|Grant Number:||5R21CA081637-02 Interpret this number|
|Primary Investigator:||Hutchison, Kent|
|Organization:||University Of Colorado|
|Project Title:||Psychophysiological and Behavioral Mechanisms of Smoking|
The ability of nicotine to activate the mesolimbic dopamine pathways in the brain and the ability of nicotine to improve information processing are two mechanisms that are putatively associated with the development and maintenance of nicotine dependence. Prepulse inhibition of the startle response (PPI) is a measure that is sensitive to changes in mesolimbic dopamine activation and sensitive to changes in information processing.

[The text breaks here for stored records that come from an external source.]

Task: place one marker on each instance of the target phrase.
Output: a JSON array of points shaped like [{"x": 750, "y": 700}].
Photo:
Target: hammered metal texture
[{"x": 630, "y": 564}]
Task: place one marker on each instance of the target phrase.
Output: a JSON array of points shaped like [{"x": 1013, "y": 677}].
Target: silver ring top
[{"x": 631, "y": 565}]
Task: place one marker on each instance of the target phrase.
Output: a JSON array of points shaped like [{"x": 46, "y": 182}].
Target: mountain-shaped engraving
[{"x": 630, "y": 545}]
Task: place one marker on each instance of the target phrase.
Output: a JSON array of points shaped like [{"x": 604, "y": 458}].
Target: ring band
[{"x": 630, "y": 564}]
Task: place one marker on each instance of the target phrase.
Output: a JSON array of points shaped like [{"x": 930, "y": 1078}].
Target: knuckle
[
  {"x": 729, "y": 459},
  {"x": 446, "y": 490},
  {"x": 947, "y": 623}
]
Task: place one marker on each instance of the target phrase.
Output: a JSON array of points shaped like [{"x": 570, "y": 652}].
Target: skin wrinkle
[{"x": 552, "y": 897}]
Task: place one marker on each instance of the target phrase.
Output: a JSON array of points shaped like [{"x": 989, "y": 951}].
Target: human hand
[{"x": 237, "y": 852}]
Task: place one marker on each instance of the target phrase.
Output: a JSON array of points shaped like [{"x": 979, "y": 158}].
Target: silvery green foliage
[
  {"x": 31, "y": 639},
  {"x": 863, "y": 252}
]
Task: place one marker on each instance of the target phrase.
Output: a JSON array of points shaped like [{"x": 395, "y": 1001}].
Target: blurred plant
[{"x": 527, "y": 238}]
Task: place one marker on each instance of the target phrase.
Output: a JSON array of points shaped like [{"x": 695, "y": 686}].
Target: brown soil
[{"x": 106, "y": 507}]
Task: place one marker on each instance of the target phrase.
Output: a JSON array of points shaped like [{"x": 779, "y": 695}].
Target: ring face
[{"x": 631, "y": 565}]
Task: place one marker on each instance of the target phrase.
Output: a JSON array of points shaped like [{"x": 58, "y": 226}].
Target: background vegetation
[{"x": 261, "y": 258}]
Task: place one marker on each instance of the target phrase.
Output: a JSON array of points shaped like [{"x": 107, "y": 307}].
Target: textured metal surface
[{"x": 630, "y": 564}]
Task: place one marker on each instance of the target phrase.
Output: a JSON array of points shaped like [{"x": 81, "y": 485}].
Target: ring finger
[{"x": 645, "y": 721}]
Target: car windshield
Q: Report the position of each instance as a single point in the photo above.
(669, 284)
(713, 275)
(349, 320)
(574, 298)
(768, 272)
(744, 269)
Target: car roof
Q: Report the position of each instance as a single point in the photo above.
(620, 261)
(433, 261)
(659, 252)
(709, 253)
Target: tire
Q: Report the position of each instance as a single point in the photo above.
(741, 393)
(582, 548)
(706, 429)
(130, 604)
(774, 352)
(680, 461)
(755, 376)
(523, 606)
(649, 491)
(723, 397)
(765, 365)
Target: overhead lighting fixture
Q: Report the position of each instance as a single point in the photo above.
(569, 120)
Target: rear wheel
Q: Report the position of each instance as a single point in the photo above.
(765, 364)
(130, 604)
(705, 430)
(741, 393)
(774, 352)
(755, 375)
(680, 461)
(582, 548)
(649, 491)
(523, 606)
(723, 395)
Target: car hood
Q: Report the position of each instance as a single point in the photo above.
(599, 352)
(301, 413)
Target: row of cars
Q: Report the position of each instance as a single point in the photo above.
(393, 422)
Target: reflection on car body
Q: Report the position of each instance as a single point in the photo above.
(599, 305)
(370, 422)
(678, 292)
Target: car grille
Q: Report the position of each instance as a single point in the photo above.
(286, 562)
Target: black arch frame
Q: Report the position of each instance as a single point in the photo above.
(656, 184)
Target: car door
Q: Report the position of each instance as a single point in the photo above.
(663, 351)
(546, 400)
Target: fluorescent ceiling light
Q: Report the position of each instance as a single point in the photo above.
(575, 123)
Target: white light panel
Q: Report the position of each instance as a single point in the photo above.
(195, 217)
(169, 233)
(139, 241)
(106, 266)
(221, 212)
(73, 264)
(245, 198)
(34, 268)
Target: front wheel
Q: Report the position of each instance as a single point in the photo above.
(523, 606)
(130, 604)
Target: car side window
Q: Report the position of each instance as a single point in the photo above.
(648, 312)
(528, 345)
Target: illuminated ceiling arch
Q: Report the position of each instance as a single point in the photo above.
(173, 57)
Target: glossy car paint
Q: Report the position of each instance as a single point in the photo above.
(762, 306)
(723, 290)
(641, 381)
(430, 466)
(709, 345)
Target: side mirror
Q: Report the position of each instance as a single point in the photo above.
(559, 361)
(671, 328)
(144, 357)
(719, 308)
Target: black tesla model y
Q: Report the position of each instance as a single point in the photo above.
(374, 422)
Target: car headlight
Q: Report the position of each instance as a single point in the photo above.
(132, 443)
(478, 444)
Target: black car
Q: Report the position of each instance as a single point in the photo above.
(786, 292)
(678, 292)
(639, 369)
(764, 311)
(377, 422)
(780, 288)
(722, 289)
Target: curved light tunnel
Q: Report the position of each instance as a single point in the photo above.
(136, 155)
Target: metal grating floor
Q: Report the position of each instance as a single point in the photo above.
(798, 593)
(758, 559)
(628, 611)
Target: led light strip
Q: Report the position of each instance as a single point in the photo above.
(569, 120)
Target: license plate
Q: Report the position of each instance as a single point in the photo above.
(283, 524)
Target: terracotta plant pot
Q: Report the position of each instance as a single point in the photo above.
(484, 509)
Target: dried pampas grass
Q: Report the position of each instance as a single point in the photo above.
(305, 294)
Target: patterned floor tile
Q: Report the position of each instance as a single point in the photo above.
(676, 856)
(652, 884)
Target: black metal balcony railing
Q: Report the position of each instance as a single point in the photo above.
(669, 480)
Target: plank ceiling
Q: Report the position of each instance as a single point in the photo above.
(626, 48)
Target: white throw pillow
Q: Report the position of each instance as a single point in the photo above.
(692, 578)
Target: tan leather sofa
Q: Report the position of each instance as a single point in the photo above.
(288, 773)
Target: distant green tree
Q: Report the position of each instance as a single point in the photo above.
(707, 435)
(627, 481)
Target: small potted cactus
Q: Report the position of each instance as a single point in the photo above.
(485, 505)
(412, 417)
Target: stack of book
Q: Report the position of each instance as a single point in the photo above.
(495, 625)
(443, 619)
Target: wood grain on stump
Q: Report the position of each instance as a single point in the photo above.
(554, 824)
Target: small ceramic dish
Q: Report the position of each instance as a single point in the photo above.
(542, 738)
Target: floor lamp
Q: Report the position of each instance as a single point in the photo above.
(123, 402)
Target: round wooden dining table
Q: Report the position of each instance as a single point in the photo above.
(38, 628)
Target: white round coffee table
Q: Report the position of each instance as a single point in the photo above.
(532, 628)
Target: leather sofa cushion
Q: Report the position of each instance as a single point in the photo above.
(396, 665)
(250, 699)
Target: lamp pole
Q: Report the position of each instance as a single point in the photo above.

The first aim of the proposed studies is to test the effects of smoking high nicotine cigarettes, as compared to low nicotine cigarettes, on PPI and other psychophysiological and subjective measures. The second aim is to determine whether these effects are moderated by individual differences in nicotine dependence and sensitivity. The third aim is to determine whether these effects are related to individual differences in smoking cessation. The proposed research will test the following primary hypotheses: 1) PPI will show an overall decrease immediately after smoking each high nicotine cigarette (short interval assessment) and an overall increase at 25 minutes after smoking (long interval assessment); 2) Smokers high in nicotine sensitivity will not show a decrease in PPI at the short interval assessment after the first high nicotine cigarette but will show a decrease to the second and third high nicotine cigarettes, while smokers low in nicotine dependence and sensitivity will show a decrease after the first cigarette but no decrease to the second and third cigarettes; 3) Smokers who show the greatest cumulative decreases in PPI across the three high nicotine cigarettes will demonstrate the shortest latency to relapse after a quit attempt. Results that support the hypotheses would suggest that smoking results in mesolimbic activation at the short interval, as well as improvements in cognitive processing at the long interval, that individual differences in smoking patterns moderate the ability of nicotine to activate dopamine circuitry, and that this activation is related to outcomes. The findings' are expected to establish a readily identifiable phenotypic marker for the reinforcing effects of nicotine, to constitute a foundation for future research on the underlying genotype, and to guide the development of new interventions.